Cuando
se iban a acostar, ella como todos los sábados se puso un salto de cama
transparente y dejó encima de la mesita la pequeña toalla ritual con la que se
limpiaban los restos del amor. Pero él le dijo que tenía en fuerte dolor de
cabeza y que mejor lo dejaban para otro momento. Ella se extrañó, porque
durante los veinticinco años que llevaban juntos siempre hacían el amor los
sábados por la noche, solo se saltaban la costumbre cuando ella estaba con la
regla y aun esta tregua no la respetaban si el flujo no era abundante.
Pero
él pensaba que no debía saciarse esta noche de su cuerpo. No,
Porque
sabía que la iba a matar esta noche.
Aquel
día se había levantado pronto, a la siete de la mañana y había salido a hacer
deporte, como todos los sábados. Ella se había quedado en la cama porque los
fines de semana le gustaba desperezarse despacio hasta las nueve. Era su vicio
semanal.
Él
salió como de costumbre a hacer el circuito deportivo de la urbanización.

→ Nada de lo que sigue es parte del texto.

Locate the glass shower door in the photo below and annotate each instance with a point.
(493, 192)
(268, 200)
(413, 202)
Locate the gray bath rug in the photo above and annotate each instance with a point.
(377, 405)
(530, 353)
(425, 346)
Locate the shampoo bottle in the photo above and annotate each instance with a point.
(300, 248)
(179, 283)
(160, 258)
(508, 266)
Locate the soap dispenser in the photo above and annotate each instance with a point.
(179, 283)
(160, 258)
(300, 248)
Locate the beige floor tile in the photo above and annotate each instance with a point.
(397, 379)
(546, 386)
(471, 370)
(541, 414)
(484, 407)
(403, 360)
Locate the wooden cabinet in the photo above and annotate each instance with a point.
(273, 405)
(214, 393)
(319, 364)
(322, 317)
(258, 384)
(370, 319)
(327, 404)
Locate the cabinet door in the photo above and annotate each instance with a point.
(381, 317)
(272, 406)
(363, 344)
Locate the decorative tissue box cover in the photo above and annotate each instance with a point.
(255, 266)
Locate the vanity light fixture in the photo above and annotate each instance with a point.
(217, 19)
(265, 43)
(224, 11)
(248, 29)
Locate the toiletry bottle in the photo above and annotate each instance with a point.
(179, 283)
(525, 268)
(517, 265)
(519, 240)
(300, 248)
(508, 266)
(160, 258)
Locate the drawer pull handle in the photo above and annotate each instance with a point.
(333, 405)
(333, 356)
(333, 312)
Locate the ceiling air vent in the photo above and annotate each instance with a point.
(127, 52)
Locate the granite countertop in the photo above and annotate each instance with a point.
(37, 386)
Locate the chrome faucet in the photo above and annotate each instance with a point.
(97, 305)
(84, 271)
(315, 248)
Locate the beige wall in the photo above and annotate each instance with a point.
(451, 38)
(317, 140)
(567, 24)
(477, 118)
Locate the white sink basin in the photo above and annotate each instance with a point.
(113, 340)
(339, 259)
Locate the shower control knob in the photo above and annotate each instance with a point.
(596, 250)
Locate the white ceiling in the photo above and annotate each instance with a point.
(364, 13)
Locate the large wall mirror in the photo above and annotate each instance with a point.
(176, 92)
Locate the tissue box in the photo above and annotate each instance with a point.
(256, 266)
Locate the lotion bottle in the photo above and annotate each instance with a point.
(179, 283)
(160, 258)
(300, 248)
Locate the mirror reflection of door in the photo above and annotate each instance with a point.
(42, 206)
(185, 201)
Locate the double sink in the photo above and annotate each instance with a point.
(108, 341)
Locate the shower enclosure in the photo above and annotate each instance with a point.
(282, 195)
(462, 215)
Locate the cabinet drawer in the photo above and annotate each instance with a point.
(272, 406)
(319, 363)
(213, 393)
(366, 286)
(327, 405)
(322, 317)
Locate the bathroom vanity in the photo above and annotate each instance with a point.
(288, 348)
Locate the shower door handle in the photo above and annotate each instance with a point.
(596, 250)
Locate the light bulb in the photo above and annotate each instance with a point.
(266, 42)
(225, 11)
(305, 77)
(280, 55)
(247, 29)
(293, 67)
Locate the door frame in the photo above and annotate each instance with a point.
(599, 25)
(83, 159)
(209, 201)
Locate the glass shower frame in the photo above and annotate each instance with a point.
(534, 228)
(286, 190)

Pasaba por delante de su casa unifamiliar y bordeando la mayoría de las casas
se adentraba hasta la orilla del rio y después de una breve subida describía
una amplia semicircunferencia en medio de un bosquecillo de pinos para bajar
nuevamente hasta las casitas unifamiliares, todas similares y todas diferentes,
casitas con un pequeño jardín y un garaje enterrado debajo de la vivienda.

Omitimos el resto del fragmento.